Malaysian leader reproves minister in nude video scandal

Malaysia's prime minister has publicly rebuked a deputy minister for being rude to foreigners in a spiraling scandal over a nude video of a Chinese-looking woman forced to strip in police custody. Prime Minister Abdullah Ahmad Badawi, who rarely singles out senior government officials for criticism, reprimanded Deputy Internal Security Minister Noh Omar late Wednesday for apparently defending the police in the stripping of the unidentified woman.

A secretly shot video on a camera phone showed the naked woman, who appears to be Chinese, being made to perform squats in the presence of a policewoman. "I reprimanded (Noh) on the matter," Abdullah told the national news agency, Bernama. "Government officials should be more sensitive and careful when issuing statements on the issue."

Noh had insisted Tuesday he believed police had not flouted procedure in making the woman strip. "If foreigners feel we are cruel, they don't have to live in Malaysia, they can go back to their own countries," Noh told reporters. He later claimed his remark was misinterpreted and apologized for any ill feeling it sparked.

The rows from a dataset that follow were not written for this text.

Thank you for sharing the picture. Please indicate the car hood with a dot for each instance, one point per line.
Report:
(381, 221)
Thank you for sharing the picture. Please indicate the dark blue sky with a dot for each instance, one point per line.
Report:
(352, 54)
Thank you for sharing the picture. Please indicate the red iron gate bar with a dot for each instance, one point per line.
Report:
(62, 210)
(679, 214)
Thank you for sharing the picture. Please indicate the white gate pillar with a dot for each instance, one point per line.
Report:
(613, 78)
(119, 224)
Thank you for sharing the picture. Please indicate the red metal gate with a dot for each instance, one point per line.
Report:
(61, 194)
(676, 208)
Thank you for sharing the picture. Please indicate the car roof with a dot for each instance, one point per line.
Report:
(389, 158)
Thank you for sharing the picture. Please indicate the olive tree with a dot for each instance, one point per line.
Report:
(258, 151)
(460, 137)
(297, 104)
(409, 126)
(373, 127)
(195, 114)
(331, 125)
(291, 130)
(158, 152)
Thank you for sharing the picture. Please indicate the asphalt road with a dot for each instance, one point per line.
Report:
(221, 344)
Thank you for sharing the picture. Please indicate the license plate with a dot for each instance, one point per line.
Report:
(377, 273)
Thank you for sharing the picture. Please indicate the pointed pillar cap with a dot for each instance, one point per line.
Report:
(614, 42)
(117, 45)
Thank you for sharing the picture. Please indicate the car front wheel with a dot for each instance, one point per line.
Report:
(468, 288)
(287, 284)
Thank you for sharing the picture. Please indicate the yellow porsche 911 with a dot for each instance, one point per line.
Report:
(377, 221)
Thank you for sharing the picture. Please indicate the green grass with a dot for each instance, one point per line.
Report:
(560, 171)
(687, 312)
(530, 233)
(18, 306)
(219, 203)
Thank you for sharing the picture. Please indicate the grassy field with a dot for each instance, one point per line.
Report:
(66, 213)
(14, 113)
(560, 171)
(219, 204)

Abdullah told Bernama that Noh's comments do not reflect those of the government, and that Malaysia welcomes tourists and other foreign visitors.

Opposition leaders have urged Abdullah to suspend Noh, saying his comments could jeopardize ties with other countries, especially China.

The nude video has bolstered claims by human rights activists that police routinely mistreat detainees, and also raised concerns that the Malay-dominated police unfairly target Chinese, whether foreigner or local. Ethnic Chinese comprise about a quarter of Malaysia's 25 million people, while the majority are ethnic Malays, reports the AP. I.L.